Poza takimi spotkaniami, które mogą mieć miejsce w każdym czasie, jest też szczególny czas na rytuał. To są święta. Mają przypominać o takiej możliwości, uwrażliwiać, by nas nie zaskoczyła, byśmy jej nie przegapili. Nie jest łatwo dostrzec pozytywy w dezintegracji. Najczęściej coś się wali, przestaje istnieć lub choćby istotnie się zmienia. Przeżywamy to jako stratę i trudno zobaczyć w tym szansę.
Konna procesja wielkanocna w Ostropie już nie jest taka, jak kiedyś. Ale czy to źle, że teraz kobiety mogą w niej uczestniczyć? Może teraz jest lepiej niż kiedyś? Nowe życie, o którym mówi liturgia, oznacza zmianę. To nie jest tylko powrót do tego, co było. Wchodzimy w pewną dynamikę. Z jednej strony powracamy do różnych tradycji. Tęsknimy za wypróbowanymi rozwiązaniami. Ale jednocześnie chcemy je na nowo odkrywać i uaktualniać. Jest kanon i jest jego twórcze rozwinięcie. A ono zakłada pewne odejście od kanonu, czyli pewną dezintegrację. Może banalnym, ale bardzo świątecznym przykładem są pisanki. Cieszą oko od zawsze, są tradycją, ale też zachwyca nas ich różnorodność, a nawet zmieniające się podteksty (lub jawne teksty) na nich umieszczane.
Święta wielkanocne to zachęta do przywoływania tego, co było, a jednocześnie do zmieniania. Wyrażenie „odnowa” brzmi dwoma przeciwstawnymi znaczeniami: „znowu to samo” i (chyba lepsze) „jednak coś nowego”. Powrót do korzeni, ale nie po to, by się cofać.

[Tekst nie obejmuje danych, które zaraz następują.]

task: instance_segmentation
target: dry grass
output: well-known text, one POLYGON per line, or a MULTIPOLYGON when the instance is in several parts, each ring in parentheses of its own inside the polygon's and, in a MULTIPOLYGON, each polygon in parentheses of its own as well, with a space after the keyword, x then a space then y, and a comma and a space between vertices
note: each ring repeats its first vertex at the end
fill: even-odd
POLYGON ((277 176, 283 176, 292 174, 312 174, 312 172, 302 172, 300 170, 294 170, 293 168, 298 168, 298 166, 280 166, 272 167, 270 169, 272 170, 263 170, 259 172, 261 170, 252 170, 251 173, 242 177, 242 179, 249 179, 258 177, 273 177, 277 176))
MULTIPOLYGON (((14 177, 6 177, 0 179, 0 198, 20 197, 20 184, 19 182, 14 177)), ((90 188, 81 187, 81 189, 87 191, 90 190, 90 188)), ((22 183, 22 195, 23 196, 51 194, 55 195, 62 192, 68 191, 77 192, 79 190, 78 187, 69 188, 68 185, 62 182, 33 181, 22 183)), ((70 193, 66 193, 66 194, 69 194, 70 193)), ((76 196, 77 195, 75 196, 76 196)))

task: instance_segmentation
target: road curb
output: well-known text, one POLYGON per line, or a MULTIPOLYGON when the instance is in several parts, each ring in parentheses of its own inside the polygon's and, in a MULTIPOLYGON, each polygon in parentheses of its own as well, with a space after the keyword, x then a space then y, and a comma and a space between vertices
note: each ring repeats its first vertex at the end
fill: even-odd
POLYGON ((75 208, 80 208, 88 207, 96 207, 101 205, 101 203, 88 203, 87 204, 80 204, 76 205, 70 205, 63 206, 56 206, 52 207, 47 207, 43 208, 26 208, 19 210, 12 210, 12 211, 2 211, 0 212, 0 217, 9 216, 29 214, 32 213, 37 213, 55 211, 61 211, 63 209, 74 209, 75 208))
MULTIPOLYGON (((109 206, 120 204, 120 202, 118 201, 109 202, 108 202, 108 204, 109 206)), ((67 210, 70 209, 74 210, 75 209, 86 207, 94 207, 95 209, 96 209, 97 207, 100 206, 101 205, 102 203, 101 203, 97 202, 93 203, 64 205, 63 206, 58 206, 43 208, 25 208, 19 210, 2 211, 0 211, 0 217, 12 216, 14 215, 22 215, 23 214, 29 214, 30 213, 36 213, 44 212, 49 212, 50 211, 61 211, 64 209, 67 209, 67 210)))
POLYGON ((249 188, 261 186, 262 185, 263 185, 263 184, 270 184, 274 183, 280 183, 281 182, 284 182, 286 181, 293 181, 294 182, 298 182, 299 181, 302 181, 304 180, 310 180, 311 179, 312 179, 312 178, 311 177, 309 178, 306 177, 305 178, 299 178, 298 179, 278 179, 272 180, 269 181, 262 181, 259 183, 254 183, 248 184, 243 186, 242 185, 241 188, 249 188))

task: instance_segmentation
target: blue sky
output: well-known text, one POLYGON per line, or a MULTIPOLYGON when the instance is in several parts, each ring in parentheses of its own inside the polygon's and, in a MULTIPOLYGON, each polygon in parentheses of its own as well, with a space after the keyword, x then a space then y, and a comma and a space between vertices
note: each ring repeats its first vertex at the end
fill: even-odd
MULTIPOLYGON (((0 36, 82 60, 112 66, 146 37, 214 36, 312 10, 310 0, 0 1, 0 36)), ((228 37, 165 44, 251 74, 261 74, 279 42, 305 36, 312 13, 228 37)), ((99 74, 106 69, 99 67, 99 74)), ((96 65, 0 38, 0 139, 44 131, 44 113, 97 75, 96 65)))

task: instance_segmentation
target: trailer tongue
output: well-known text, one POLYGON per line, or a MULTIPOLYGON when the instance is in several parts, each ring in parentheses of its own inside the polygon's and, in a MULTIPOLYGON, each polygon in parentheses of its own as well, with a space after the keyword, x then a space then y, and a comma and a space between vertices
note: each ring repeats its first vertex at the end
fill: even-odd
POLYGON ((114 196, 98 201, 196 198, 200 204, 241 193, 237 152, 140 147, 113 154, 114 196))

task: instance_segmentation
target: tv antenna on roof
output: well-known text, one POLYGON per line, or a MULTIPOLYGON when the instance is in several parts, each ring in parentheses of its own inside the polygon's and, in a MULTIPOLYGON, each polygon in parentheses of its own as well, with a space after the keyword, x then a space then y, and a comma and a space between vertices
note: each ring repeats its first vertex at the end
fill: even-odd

Wielkanoc to wiosenne święta. Nawiązują do cyklu pór roku. Po zimie (dezintegracji i umieraniu) następuje wiosna (wybuch życia). Przyroda się odnawia. Można mówić o zamkniętym kręgu życia. A jednocześnie wiemy, że każdy rok jest inny. Historia się zmienia i my się zmieniamy.
Tegoroczna Wielkanoc zapewne jest naznaczona dezintegracją obrazu Jana Pawła II. Cała ta sytuacja, niezależnie od tego, po której stronie barykady się stoi, powoduje szukanie nowych aspektów tego „narodowego kultu”. Prawdziwe różnice leżą w tym, co ma być fundamentem integracji. Na czym nam zależy? To dobre i potrzebne pytanie, bo sięgamy do korzeni. Ale odpowiedzi mogą być przestrogą. Przestrzegają przed chorymi typami religijności (lub areligijności). To nie jest bez znaczenie, czy na pierwszym miejscu stawiamy dobro ofiar (a zwłaszcza bezpieczeństwo ewentualnych ofiar) czy raczej zachowanie systemu, który delikatnie mówiąc, nie zdał egzaminu z ochrony dzieci.
Ktoś powie, że wykorzystania seksualne to nic nowego. Zawsze były. Czy zatem nie ruszać systemu? W takim razie, co jest odnową? A może jednak warto badać (też archiwa), by dociec, co w tym systemie sprzyjało przestępstwom?
To konieczna dezintegracja. Miejmy nadzieję, że pozytywna. Że rzeczywiście ofiar będzie znacznie mniej. To też jest takie wejście w mękę i śmierć, by zmartwychwstanie było autentyczne i radosne. Czego wszystkim życzę serdecznie.